Michael Jackson falleció hace 11 años luego de que su doctor de cabecera la suministrara una dosis incorrecta del sedante propofol. | Fuente: AFP

Las recientes y escalofriantes revelaciones de la autopsia de Michael Jackson, a casi 11 años de su muerte, han despertado sorpresa entre sus seguidores. Su muerte, ocurrida de manera imprevista en junio de 2009, no hizo sino engrosar el misterio que cubrió su vida.

Sin embargo, hubo alguien que atestiguó sus últimos minutos. Conrad Murray, médico de cabecera del cantante, fue condenado en el 2011 por homicidio involuntario debido a que administró una dosis incorrecta de propofol, un sedante que llevó a la muerte al astro pop.

Tras dos años en prisión, Murray salió libre por buen comportamiento, pero sin poder ejercer la medicina en más de un estado de Estados Unidos. A su salida, ofreció una entrevista al periódico Mail On Sunday, en la que dejó entrever su cercanía con su paciente.

¿De verdad quieren saber cómo de estrecha era nuestra relación? Tenía que sujetar su miembro todas las noches para que pudiera orinar correctamente”, dijo entonces Murray. Así, reveló que el artista sufría de incontinencia urinaria y “siempre llevaba pantalones oscuros, porque tenía pérdida de orina constantes”.

Asimismo, el doctor confesó que, durante largas noches en las que Michael Jackson era atacado por el insomnio, el célebre cantante le contó que ninguno de sus tres hijos era biológicamente suyos.

Fui una de las pocas personas de su confianza a las que desveló que nunca se había acostado con Debbie Rowe [madre de Prince Michael y Paris] ni con la madre de Blanket [el menor de los Jackson]. De hecho, solíamos bromear sobre el hecho de que nadie en el mundo querría acostarse con Debbie”, aseguró el médico.

Luego, afirmó que el intérprete de “Smooth Criminal” debió recurrir a varios amigos y conocidos para que llevasen a cabo la procreación de sus hijos. “Pero no puedo revelar su identidad hasta que los niños no me lo pidan”, expresó Murray.

Conrad Murray, doctor de cabecera de Michael Jackson, fue condenado a cuatro años por homicidio involuntario. Salió libre tras dos años, por buen comportamiento. | Fuente: EFE

“THIS IS IT”

Siete años después de la muerte de Michael Jackson, en el 2016, Conrad Murray volvió a ocuparse de su fallecido paciente. Esta vez, a través de “This Is It”, un libro de memorias en el que relató sus experiencias como médico de cabecera del popular ‘Rey del pop’.

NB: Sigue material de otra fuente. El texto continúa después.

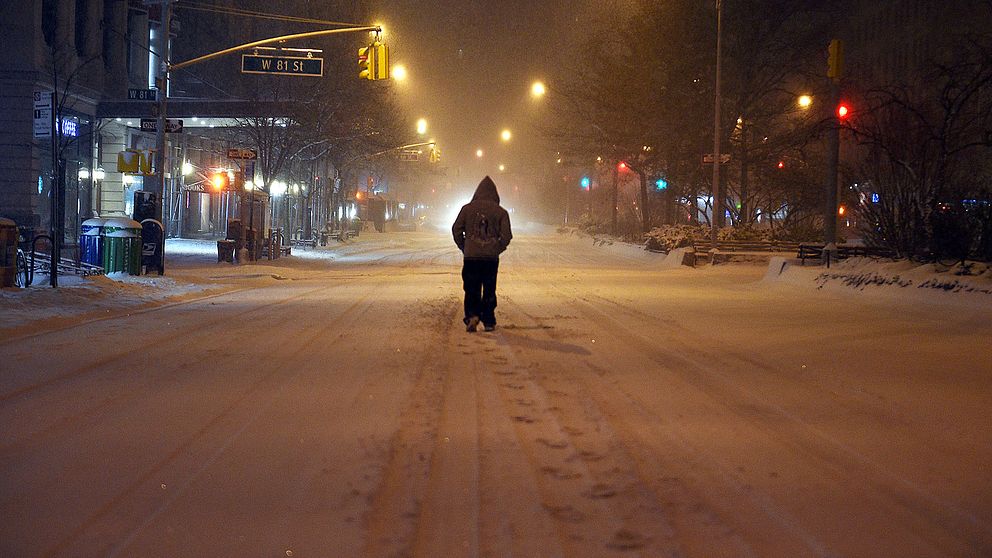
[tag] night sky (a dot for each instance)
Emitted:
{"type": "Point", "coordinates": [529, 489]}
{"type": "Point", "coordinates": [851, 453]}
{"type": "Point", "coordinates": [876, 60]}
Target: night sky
{"type": "Point", "coordinates": [471, 64]}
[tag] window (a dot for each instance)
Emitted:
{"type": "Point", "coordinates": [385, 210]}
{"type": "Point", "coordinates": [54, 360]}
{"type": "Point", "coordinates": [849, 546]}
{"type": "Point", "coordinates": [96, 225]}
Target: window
{"type": "Point", "coordinates": [82, 24]}
{"type": "Point", "coordinates": [49, 16]}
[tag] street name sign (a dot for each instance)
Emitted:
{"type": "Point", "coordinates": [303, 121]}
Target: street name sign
{"type": "Point", "coordinates": [142, 94]}
{"type": "Point", "coordinates": [42, 114]}
{"type": "Point", "coordinates": [172, 125]}
{"type": "Point", "coordinates": [708, 158]}
{"type": "Point", "coordinates": [238, 153]}
{"type": "Point", "coordinates": [282, 65]}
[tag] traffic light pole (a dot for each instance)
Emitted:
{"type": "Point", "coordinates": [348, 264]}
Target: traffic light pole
{"type": "Point", "coordinates": [833, 160]}
{"type": "Point", "coordinates": [717, 194]}
{"type": "Point", "coordinates": [163, 97]}
{"type": "Point", "coordinates": [161, 160]}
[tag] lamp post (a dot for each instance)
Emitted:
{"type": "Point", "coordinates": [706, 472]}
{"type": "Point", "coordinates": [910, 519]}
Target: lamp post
{"type": "Point", "coordinates": [717, 194]}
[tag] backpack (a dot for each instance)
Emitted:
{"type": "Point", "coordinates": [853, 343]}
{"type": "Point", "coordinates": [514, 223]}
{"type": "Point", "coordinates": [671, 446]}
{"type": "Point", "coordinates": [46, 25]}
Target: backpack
{"type": "Point", "coordinates": [484, 236]}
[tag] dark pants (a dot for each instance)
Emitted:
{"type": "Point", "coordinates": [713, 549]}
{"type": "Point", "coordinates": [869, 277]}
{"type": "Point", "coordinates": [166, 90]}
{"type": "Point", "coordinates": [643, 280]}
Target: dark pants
{"type": "Point", "coordinates": [479, 278]}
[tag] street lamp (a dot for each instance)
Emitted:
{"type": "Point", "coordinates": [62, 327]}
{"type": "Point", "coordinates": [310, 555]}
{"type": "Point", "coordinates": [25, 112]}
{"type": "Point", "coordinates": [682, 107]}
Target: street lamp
{"type": "Point", "coordinates": [538, 90]}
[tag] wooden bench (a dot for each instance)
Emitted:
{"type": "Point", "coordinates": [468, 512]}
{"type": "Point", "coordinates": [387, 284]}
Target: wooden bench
{"type": "Point", "coordinates": [843, 251]}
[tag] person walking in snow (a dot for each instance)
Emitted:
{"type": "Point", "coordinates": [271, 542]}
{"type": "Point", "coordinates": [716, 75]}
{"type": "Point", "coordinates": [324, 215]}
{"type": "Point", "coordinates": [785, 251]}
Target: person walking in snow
{"type": "Point", "coordinates": [482, 233]}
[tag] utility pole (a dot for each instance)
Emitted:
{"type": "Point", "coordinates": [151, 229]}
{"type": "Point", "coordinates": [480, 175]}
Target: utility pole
{"type": "Point", "coordinates": [717, 194]}
{"type": "Point", "coordinates": [614, 199]}
{"type": "Point", "coordinates": [835, 65]}
{"type": "Point", "coordinates": [162, 82]}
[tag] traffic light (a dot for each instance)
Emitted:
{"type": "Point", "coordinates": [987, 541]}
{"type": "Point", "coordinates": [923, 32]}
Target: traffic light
{"type": "Point", "coordinates": [220, 181]}
{"type": "Point", "coordinates": [366, 62]}
{"type": "Point", "coordinates": [381, 61]}
{"type": "Point", "coordinates": [225, 180]}
{"type": "Point", "coordinates": [373, 61]}
{"type": "Point", "coordinates": [835, 59]}
{"type": "Point", "coordinates": [843, 111]}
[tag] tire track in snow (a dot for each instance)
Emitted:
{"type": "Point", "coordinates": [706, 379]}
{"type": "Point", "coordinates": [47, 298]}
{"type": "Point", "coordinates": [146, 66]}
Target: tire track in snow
{"type": "Point", "coordinates": [161, 341]}
{"type": "Point", "coordinates": [395, 514]}
{"type": "Point", "coordinates": [244, 404]}
{"type": "Point", "coordinates": [588, 443]}
{"type": "Point", "coordinates": [181, 360]}
{"type": "Point", "coordinates": [889, 488]}
{"type": "Point", "coordinates": [817, 450]}
{"type": "Point", "coordinates": [569, 455]}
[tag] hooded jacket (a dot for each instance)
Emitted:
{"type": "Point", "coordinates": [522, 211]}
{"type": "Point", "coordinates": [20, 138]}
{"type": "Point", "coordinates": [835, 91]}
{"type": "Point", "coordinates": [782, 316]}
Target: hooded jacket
{"type": "Point", "coordinates": [482, 229]}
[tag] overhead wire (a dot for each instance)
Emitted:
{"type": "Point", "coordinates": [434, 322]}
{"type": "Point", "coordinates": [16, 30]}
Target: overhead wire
{"type": "Point", "coordinates": [199, 6]}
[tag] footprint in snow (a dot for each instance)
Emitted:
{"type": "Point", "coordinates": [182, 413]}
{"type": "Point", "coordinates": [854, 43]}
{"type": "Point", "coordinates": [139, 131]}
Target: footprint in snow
{"type": "Point", "coordinates": [625, 539]}
{"type": "Point", "coordinates": [599, 490]}
{"type": "Point", "coordinates": [567, 514]}
{"type": "Point", "coordinates": [560, 474]}
{"type": "Point", "coordinates": [556, 444]}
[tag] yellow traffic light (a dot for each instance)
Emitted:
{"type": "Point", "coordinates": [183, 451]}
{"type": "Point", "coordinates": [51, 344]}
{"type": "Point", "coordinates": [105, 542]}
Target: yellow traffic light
{"type": "Point", "coordinates": [366, 62]}
{"type": "Point", "coordinates": [381, 61]}
{"type": "Point", "coordinates": [835, 59]}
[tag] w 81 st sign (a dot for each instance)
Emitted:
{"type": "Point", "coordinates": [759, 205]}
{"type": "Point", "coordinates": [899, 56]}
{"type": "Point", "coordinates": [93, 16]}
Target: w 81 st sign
{"type": "Point", "coordinates": [282, 65]}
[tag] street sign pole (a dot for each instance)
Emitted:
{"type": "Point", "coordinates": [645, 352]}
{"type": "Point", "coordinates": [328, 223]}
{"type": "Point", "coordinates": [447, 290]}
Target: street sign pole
{"type": "Point", "coordinates": [717, 194]}
{"type": "Point", "coordinates": [55, 228]}
{"type": "Point", "coordinates": [163, 95]}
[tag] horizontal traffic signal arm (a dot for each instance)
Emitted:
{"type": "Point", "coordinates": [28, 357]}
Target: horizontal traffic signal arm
{"type": "Point", "coordinates": [372, 28]}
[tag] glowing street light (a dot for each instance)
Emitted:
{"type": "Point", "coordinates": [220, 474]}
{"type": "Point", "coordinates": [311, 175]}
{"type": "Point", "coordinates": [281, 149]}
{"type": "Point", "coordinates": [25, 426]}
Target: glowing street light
{"type": "Point", "coordinates": [538, 90]}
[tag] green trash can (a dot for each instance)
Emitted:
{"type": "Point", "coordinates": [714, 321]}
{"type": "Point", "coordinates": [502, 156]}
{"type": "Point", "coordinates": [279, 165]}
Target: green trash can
{"type": "Point", "coordinates": [122, 246]}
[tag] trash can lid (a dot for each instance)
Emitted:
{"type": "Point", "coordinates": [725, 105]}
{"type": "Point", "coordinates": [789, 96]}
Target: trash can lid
{"type": "Point", "coordinates": [122, 222]}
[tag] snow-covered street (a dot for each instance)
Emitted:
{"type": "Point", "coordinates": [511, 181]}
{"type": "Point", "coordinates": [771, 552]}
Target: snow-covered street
{"type": "Point", "coordinates": [332, 404]}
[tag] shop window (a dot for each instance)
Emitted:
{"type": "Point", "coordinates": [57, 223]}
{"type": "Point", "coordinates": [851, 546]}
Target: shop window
{"type": "Point", "coordinates": [82, 25]}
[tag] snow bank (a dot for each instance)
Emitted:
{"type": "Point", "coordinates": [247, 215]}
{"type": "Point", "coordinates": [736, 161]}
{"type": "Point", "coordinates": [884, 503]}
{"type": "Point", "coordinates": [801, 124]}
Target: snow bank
{"type": "Point", "coordinates": [918, 282]}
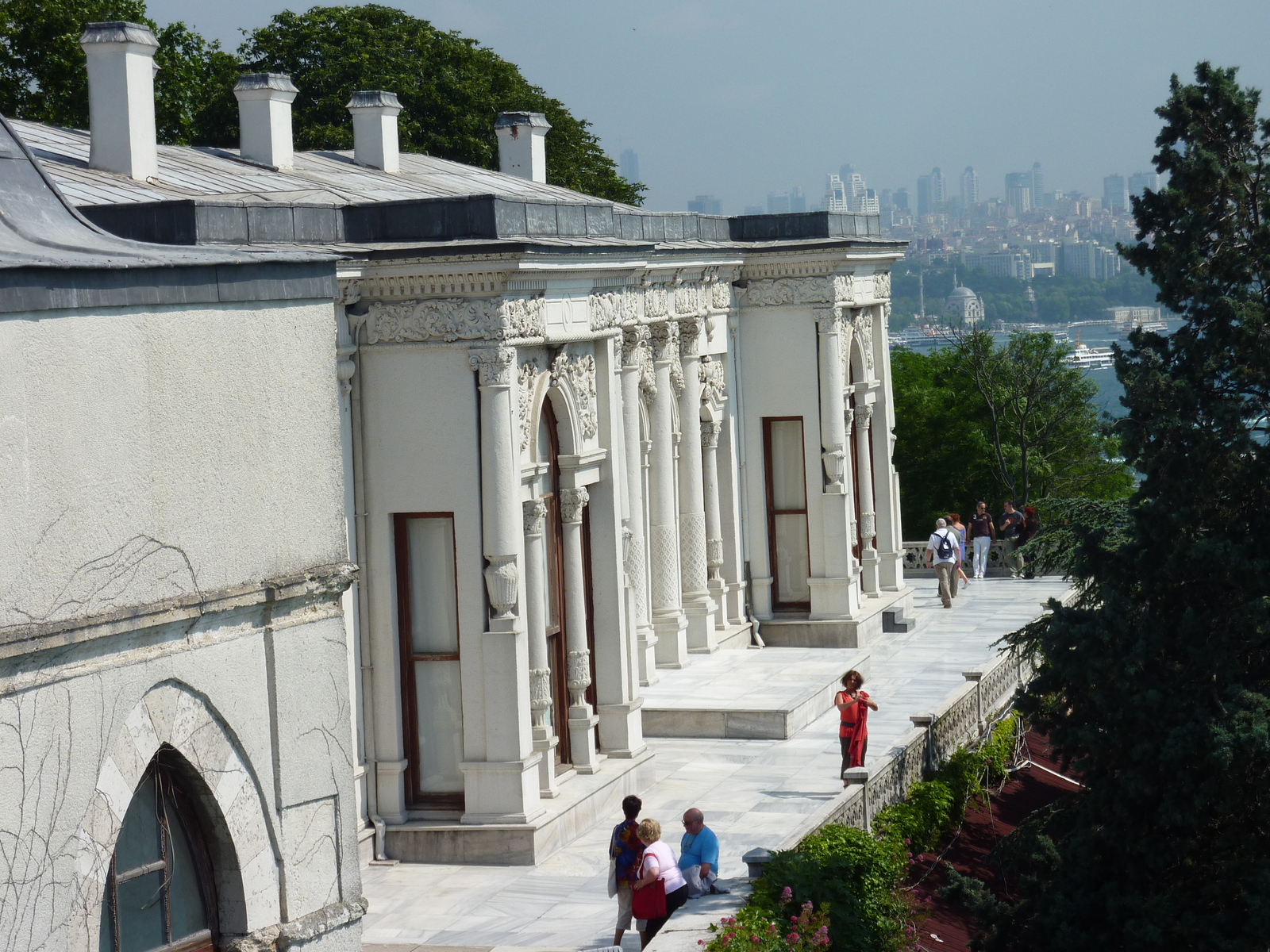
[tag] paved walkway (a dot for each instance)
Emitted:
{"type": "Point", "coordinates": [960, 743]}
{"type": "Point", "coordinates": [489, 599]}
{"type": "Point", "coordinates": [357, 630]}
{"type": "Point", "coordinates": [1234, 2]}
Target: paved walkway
{"type": "Point", "coordinates": [752, 793]}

Esta publicación, en la que Murray insistía en declararse inocente de los hechos, reveló más detalles sobre el músico, entre ellos, que estaba enamorado de dos chicas, ambas menores de edad. La primera era Harriet, hija del actor Mark Lester, y la segunda nada más que Emma Watson.

Entonces, Harriet tenía 12 años y, según el médico, Jackson buscaba establecer una relación sentimental con ella. “Michael se enamoró de Harriet cuando ella apenas tenía cinco años. Cuando cumplió 12 se fijó aún más en ella”, dijo para el periódico The Mirror. Además, señaló que el artista quería reunirse con el actor para pedirle matrimonio a su hija.

En cuanto a Emma Watson, al cantante de “Thriller” le parecía un buen prospecto como pareja, de acuerdo con la versión de su doctor. “Michael me dijo que estaba flechado por la actriz británica. Se había enamorado de ella cuando la vio en la primera película de Harry Potter en 2001, cuando ella tenía solo 11 años. Emma era su segunda opción para una boda si las cosas no funcionaban con Harriet”, afirmó entonces.

Aunque Murray nunca se pronunció sobre las acusaciones de pedofilia que pesaron sobre Michael Jackson mientras estuvo vivo, no dudó en asegurar que “una cosa era clara: la manera en que Michael hablaba de jóvenes chicas no era como de un enamoramiento inocente sino de un amor no correspondido”.

Por otro lado, en “This Is It” también llegó a sostener que su famoso paciente se relacionaba con damas de compañía y, para dichos encuentros, se vestía de payaso y usaba máscaras. Con ellas, imitaba acentos árabes para que no lo reconocieran.